The person responsible no longer processes the personal data relating to you unless he can demonstrate compelling legitimate grounds for the processing which outweigh your interests, rights and freedoms, or the processing serves to assert, exercise or defend legal claims.
If the personal data concerning you is processed in order to operate direct advertising, you have the right to object at any time to the processing of your personal data for the purpose of such advertising; this also applies to profiling insofar as it is associated with such direct advertising.
If you object to the processing for direct marketing purposes, the personal data relating to you will no longer be processed for these purposes.
In connection with the use of information society services, you have the option – notwithstanding Directive 2002/58/EC – to exercise your right to object by means of automated procedures that use technical specifications.
You also have the right, for reasons arising from your particular situation, to object to the processing of personal data relating to you for scientific or historical research purposes or for statistical purposes in accordance with Article 89 (1) GDPR.

Your right to object can be restricted insofar as it is likely to make it impossible or seriously impair the realization of the research or statistical purposes and the restriction is necessary for the fulfillment of the research or statistical purposes.

h) Right to revoke the declaration of consent under data protection law

You have the right to revoke your declaration of consent under data protection law at any time. The revocation of the consent does not affect the legality of the processing carried out on the basis of the consent up to the point of revocation.

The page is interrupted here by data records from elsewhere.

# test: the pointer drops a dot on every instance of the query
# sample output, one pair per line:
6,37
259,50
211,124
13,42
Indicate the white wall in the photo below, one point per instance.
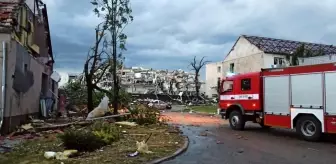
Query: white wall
211,76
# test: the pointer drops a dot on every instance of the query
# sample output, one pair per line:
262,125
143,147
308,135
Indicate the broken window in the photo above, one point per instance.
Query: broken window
278,61
232,67
245,84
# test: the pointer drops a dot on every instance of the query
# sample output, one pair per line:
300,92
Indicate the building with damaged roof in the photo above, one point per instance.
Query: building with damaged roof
28,78
253,53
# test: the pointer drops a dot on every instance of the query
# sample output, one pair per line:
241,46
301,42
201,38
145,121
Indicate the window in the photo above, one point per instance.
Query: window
232,67
278,61
245,84
227,86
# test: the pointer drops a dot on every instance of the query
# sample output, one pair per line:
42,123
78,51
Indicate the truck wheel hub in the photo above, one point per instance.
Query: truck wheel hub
308,128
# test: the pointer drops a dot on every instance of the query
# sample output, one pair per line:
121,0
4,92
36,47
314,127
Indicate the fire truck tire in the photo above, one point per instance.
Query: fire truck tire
236,120
263,126
309,128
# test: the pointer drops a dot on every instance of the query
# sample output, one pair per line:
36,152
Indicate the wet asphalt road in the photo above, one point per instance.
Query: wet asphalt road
213,142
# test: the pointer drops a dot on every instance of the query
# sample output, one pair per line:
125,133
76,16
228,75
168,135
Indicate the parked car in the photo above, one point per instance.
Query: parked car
161,105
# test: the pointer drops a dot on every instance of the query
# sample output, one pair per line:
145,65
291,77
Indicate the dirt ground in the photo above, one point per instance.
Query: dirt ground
212,141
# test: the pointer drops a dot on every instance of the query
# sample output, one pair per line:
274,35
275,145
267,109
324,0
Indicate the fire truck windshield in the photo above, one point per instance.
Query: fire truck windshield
227,86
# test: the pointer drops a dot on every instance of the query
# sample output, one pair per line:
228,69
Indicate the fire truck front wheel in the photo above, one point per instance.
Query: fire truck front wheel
309,128
236,120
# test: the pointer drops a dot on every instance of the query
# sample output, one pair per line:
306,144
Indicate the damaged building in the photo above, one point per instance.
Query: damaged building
138,80
29,82
253,53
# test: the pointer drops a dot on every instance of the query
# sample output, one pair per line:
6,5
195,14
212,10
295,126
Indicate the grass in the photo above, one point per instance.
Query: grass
161,143
203,109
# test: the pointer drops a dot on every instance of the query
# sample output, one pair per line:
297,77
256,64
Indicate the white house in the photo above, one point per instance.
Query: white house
252,53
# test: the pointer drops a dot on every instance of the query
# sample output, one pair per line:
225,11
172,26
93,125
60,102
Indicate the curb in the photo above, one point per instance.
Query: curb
178,152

i) Automated individual decision-making including profiling

You have the right not to be subject to a decision based solely on automated processing, including profiling, which produces legal effects concerning you or similarly significantly affects you. This does not apply if the decision

(1) is necessary for the conclusion or performance of a contract between you and the person responsible,

(2) is permitted by law of the Union or the Member States to which the person responsible is subject and this law contains appropriate measures to protect your rights and freedoms and your legitimate interests or

(3) with your express consent.
However, these decisions must not be based on special categories of personal data according to Article 9 Paragraph 1 GDPR, unless Article 9 Paragraph 2 lit. a or g GDPR applies and appropriate measures have been taken to protect your rights and freedoms and your legitimate interests .
With regard to the cases referred to in (1) and (3), the person responsible shall take appropriate measures to safeguard your rights and freedoms and your legitimate interests, including at least the right to obtain human intervention on the part of the person responsible, to express his or her point of view and to challenge the decision.

j) Right to lodge a complaint with a supervisory authority

Without prejudice to any other administrative or judicial remedy, you have the right to lodge a complaint with a supervisory authority, in particular in the member state of your place of residence, your place of work or the place of the alleged infringement, if you believe that the processing of your personal data violates violates the GDPR.
The supervisory authority to which the complaint was lodged will inform the complainant about the status and the results of the complaint, including the possibility of a judicial remedy under Art. 78 GDPR.